Silvânia Maria da Silva e Gerôncio de Brito Souza viviam assim. Ele,
vendendo o dia de serviço pesado na enxada para não deixar faltar comida
em casa. “Todos os filhos meus que nasceram foi festa. Festa, caixa de
foguete, galinha, carne assada, calabresa, tudo”, lembra ele. Ela,
cuidando da casa. “O pai dava atenção.
Quando eu botei na escola, Gerôncio vinha buscar. Vinha às reuniões.
Sempre comparecendo às reuniões”, conta ela. Gerôncio e Silvânia estão
separados, mas o apego aos filhos sempre foi reconhecido na vizinhança.
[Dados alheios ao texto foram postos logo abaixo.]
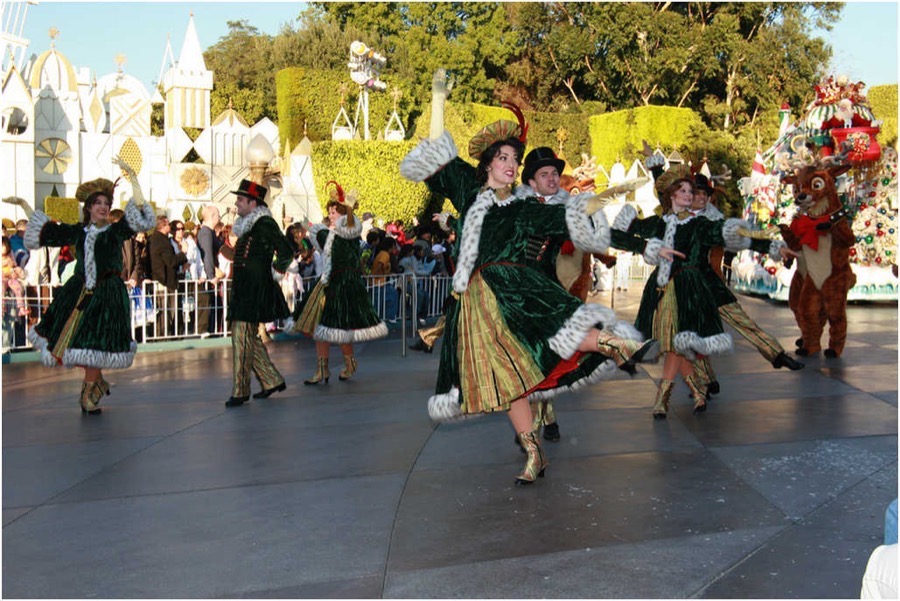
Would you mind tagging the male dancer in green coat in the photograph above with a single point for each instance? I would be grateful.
(255, 297)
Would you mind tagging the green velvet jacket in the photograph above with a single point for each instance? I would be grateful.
(534, 306)
(348, 315)
(255, 296)
(697, 299)
(102, 336)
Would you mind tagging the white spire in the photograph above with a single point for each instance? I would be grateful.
(191, 57)
(168, 60)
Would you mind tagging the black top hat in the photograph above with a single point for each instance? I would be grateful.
(253, 191)
(701, 182)
(542, 156)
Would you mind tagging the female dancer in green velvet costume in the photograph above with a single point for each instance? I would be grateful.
(514, 332)
(88, 324)
(678, 307)
(339, 309)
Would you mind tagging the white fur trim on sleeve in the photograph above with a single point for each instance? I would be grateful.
(592, 315)
(139, 219)
(733, 240)
(428, 158)
(654, 160)
(712, 213)
(348, 233)
(623, 220)
(442, 221)
(689, 344)
(775, 249)
(33, 230)
(590, 234)
(651, 251)
(314, 230)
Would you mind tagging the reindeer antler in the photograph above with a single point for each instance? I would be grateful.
(520, 117)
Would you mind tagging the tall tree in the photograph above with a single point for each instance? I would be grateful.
(245, 78)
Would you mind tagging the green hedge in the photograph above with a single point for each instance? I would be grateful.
(883, 100)
(371, 168)
(618, 135)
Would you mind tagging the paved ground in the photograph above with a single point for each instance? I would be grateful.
(348, 490)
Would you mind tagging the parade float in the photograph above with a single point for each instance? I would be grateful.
(839, 118)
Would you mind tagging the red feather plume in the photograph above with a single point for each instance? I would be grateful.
(520, 117)
(340, 190)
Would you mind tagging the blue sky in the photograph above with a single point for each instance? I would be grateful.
(93, 33)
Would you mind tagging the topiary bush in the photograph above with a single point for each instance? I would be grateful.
(883, 100)
(371, 168)
(618, 135)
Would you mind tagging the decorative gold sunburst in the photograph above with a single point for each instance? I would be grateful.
(53, 155)
(194, 181)
(130, 152)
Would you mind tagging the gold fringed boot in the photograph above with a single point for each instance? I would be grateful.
(349, 367)
(90, 394)
(535, 464)
(321, 372)
(698, 392)
(103, 385)
(663, 393)
(625, 352)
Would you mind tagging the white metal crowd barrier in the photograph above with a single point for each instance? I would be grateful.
(198, 310)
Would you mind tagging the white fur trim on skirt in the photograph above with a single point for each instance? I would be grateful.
(689, 344)
(338, 336)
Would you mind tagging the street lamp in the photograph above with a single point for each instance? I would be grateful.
(260, 154)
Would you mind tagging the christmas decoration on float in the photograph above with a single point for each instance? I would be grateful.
(839, 120)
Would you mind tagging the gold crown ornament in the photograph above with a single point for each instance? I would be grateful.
(96, 186)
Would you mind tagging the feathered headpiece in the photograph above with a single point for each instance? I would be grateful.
(669, 176)
(502, 129)
(348, 200)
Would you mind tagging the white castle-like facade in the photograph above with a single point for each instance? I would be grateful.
(61, 126)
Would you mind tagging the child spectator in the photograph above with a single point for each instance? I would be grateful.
(12, 274)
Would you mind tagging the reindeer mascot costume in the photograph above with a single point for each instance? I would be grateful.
(820, 233)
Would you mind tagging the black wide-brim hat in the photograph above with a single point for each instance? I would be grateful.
(251, 189)
(541, 156)
(701, 182)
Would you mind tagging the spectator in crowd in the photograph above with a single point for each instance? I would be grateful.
(413, 261)
(17, 243)
(130, 258)
(12, 278)
(209, 249)
(41, 275)
(368, 221)
(292, 284)
(176, 237)
(226, 254)
(384, 288)
(164, 264)
(194, 279)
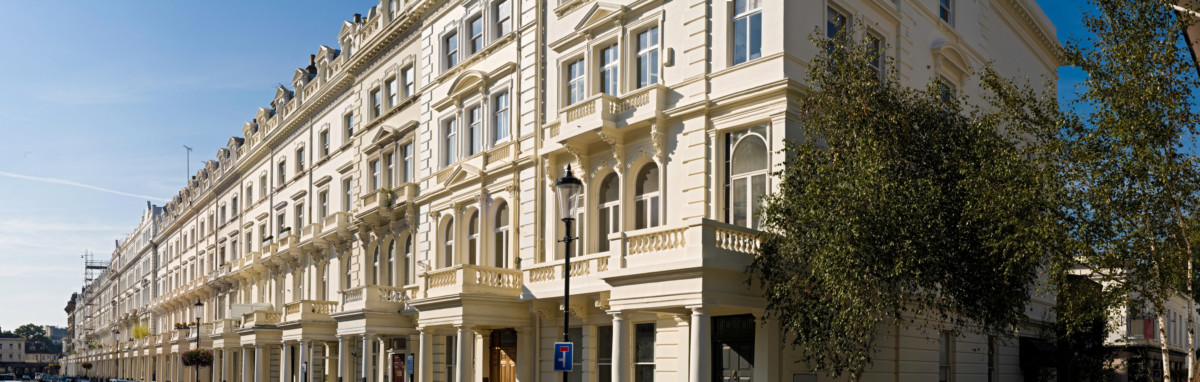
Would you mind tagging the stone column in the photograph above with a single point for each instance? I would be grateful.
(621, 347)
(261, 364)
(463, 359)
(246, 365)
(342, 351)
(286, 363)
(305, 362)
(701, 344)
(366, 358)
(425, 359)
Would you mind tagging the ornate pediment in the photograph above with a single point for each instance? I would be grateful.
(598, 15)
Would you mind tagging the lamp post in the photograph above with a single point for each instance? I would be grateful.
(568, 189)
(198, 310)
(117, 339)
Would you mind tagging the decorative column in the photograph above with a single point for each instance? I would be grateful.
(621, 347)
(367, 376)
(286, 363)
(259, 357)
(701, 344)
(305, 362)
(246, 365)
(463, 359)
(425, 360)
(342, 351)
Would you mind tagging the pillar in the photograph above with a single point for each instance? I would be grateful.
(261, 360)
(621, 347)
(701, 344)
(305, 362)
(342, 351)
(246, 365)
(463, 359)
(367, 376)
(286, 363)
(425, 360)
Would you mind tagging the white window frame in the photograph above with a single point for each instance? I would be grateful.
(747, 15)
(648, 53)
(610, 69)
(576, 81)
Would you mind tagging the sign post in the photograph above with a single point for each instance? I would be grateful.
(564, 356)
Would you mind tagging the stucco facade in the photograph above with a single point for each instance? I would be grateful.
(394, 207)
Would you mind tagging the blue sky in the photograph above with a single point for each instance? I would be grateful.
(100, 97)
(106, 94)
“Não tinha um dia que eles não viessem aqui na casa do pai. Não tinha um
dia. Quando era assim, eles iam para a escola. Quando era meio-dia,
chegava, corriam. Ele dava banho, botava perfume nos meninos”, detalha a
vizinha Catarina da Mota Silva.
Os quatro avós também ajudavam, mas no dia 13 de maio do ano passado a
história dessa família começou a mudar. A caçula, de 2 meses de idade,
única menina dos cinco filhos, foi a primeira a ser levada, por ordem da
Justiça de Monte Santo. Duas semanas depois, o sofrimento aumentou.
“Estava em casa, estava até lavando as roupas deles, de repente chegou
esse carro. Eu pensei que era para trazer minha menina de volta”, relata
Silvânia, emocionada.
Eram dois policiais e uma escrivã para cumprir nova ordem do juiz: levar os outros quatro meninos.
“O Ricardo correu lá por dentro, correu para a casa da mãe, lá ‘pra riba’”, conta a avó paterna, Maria Brito Souza.
“Meu filho mais velho chegou: 'mãe, me esconda. Me esconda que eu não quero ir, não'”, conta a mãe aos prantos.
“A rua toda ficou chocada naquela noite. Foi uma noite de terror”, reforça a avó.
“Ainda hoje eu não gosto de lembrar. Ainda hoje tenho sentimento por isso”, diz a vizinha.